2014-11-11 09:46:35

by Kirill Tkhai

[permalink] [raw]
Subject: [PATCH] sched/numa: Init numa balancing fields of init_task


We do not initialize init_task.numa_preferred_nid,
but this value is inherited by userspace "init"
process:

rest_init()->kernel_thread(kernel_init)->do_fork(CLONE_VM);

__sched_fork()
{
if (clone_flags & CLONE_VM)
p->numa_preferred_nid = current->numa_preferred_nid;
else
p->numa_preferred_nid = -1;
}

kernel_init() becomes userspace "init" process.

So, we propagate garbage nid to userspace, and it may be used
during numa balancing.

Currently, we do not have reports about this brings a problem,
but it seem we should set it for sure.

Even if init_task.numa_preferred_nid is zero, we may meet a weird
configuration without nid#0. On sparc64, where processors are
numbered physically, I saw a machine without cpu#1, while cpu#2
existed. Possible, something similar may be with numa nodes.
So, let's initialize it and be sure we're safe.

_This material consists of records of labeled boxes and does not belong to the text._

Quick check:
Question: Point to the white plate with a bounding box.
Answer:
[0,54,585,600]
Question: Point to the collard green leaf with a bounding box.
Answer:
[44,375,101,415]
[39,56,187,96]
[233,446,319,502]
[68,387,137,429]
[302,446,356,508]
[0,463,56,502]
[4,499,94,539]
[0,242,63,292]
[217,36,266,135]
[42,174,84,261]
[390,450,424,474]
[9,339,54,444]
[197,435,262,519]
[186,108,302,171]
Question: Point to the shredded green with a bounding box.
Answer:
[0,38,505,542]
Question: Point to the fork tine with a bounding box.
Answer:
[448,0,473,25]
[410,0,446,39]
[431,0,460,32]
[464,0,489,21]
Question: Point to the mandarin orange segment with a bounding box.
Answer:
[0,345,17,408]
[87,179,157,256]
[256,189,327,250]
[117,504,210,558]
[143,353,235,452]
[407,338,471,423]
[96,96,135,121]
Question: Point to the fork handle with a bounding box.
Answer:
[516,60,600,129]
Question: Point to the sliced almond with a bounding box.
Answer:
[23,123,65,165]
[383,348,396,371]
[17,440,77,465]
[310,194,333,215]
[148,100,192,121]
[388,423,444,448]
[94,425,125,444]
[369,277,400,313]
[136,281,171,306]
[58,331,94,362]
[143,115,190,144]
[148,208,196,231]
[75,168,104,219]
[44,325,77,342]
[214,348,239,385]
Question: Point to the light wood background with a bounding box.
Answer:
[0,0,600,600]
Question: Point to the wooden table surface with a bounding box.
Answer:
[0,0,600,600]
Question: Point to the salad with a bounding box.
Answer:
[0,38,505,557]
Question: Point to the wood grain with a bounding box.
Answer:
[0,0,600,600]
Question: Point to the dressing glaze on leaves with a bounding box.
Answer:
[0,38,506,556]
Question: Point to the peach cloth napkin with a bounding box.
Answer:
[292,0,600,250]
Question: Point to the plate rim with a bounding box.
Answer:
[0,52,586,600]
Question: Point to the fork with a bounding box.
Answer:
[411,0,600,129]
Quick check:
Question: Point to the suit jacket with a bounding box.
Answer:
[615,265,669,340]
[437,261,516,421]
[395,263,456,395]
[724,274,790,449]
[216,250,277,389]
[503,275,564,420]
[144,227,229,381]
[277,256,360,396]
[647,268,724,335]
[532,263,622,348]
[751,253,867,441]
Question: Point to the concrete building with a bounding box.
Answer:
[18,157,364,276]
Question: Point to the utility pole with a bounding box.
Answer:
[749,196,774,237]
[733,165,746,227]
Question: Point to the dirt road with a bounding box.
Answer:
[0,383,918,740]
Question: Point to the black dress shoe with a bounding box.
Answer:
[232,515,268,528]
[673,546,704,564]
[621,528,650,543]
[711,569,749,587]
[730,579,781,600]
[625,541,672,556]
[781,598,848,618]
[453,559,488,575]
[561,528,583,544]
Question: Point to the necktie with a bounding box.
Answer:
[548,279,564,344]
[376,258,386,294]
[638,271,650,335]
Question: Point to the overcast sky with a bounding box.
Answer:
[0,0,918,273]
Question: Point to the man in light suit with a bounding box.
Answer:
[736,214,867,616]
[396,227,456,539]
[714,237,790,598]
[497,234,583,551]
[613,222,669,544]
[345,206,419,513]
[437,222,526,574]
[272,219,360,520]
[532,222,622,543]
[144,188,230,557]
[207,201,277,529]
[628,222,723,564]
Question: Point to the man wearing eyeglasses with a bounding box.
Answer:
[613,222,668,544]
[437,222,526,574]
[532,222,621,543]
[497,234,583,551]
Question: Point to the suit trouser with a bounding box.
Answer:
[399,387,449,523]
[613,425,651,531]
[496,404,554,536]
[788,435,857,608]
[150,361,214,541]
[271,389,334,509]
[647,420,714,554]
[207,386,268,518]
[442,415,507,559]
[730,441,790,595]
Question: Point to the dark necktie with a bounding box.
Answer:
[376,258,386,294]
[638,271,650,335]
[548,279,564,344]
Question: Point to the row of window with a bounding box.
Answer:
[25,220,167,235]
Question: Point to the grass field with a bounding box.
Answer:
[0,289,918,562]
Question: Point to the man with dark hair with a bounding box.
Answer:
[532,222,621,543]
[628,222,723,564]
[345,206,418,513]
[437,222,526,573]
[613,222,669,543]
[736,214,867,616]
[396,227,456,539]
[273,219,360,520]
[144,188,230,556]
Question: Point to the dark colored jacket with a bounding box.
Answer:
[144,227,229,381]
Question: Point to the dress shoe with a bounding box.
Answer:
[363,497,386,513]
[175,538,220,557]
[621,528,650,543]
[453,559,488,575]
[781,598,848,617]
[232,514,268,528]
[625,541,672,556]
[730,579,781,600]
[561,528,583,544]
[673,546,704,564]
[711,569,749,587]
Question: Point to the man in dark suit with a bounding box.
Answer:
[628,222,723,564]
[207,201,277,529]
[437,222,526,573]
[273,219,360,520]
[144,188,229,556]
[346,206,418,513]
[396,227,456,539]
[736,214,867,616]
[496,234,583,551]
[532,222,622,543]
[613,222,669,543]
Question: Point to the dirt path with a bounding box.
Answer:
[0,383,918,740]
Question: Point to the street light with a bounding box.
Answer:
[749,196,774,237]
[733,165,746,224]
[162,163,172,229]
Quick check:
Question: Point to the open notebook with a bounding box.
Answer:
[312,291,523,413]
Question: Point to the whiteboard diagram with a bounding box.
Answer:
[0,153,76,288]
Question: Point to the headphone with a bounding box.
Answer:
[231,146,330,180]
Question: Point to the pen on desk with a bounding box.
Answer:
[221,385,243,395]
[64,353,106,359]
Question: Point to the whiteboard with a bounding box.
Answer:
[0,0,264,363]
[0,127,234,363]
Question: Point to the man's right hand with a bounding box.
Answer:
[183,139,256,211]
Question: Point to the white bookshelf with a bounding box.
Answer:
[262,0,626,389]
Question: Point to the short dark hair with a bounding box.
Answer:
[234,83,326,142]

Signed-off-by: Kirill Tkhai <[email protected]>
---
include/linux/init_task.h | 10 ++++++++++
1 file changed, 10 insertions(+)

diff --git a/include/linux/init_task.h b/include/linux/init_task.h
index 77fc43f..5f30ac8 100644
--- a/include/linux/init_task.h
+++ b/include/linux/init_task.h
@@ -166,6 +166,15 @@ extern struct task_group root_task_group;
# define INIT_RT_MUTEXES(tsk)
#endif

+#ifdef CONFIG_NUMA_BALANCING
+# define INIT_NUMA_BALANCING(tsk) \
+ .numa_preferred_nid = -1, \
+ .numa_group = NULL, \
+ .numa_faults = NULL,
+#else
+# define INIT_NUMA_BALANCING(tsk)
+#endif
+
/*
* INIT_TASK is used to set up the first task table, touch at
* your own risk!. Base=0, limit=0x1fffff (=2MB)
@@ -237,6 +246,7 @@ extern struct task_group root_task_group;
INIT_CPUSET_SEQ(tsk) \
INIT_RT_MUTEXES(tsk) \
INIT_VTIME(tsk) \
+ INIT_NUMA_BALANCING(tsk) \
}





Subject: [tip:sched/core] sched/numa: Init numa balancing fields of init_task

Commit-ID: d8b163c4c657478ef33c082cff78d03a4ca07bb2
Gitweb: http://git.kernel.org/tip/d8b163c4c657478ef33c082cff78d03a4ca07bb2
Author: Kirill Tkhai <[email protected]>
AuthorDate: Tue, 11 Nov 2014 12:46:29 +0300
Committer: Ingo Molnar <[email protected]>
CommitDate: Sun, 16 Nov 2014 10:59:01 +0100

sched/numa: Init numa balancing fields of init_task

We do not initialize init_task.numa_preferred_nid,
but this value is inherited by userspace "init"
process:

rest_init()->kernel_thread(kernel_init)->do_fork(CLONE_VM);

__sched_fork()
{
if (clone_flags & CLONE_VM)
p->numa_preferred_nid = current->numa_preferred_nid;
else
p->numa_preferred_nid = -1;
}

kernel_init() becomes userspace "init" process.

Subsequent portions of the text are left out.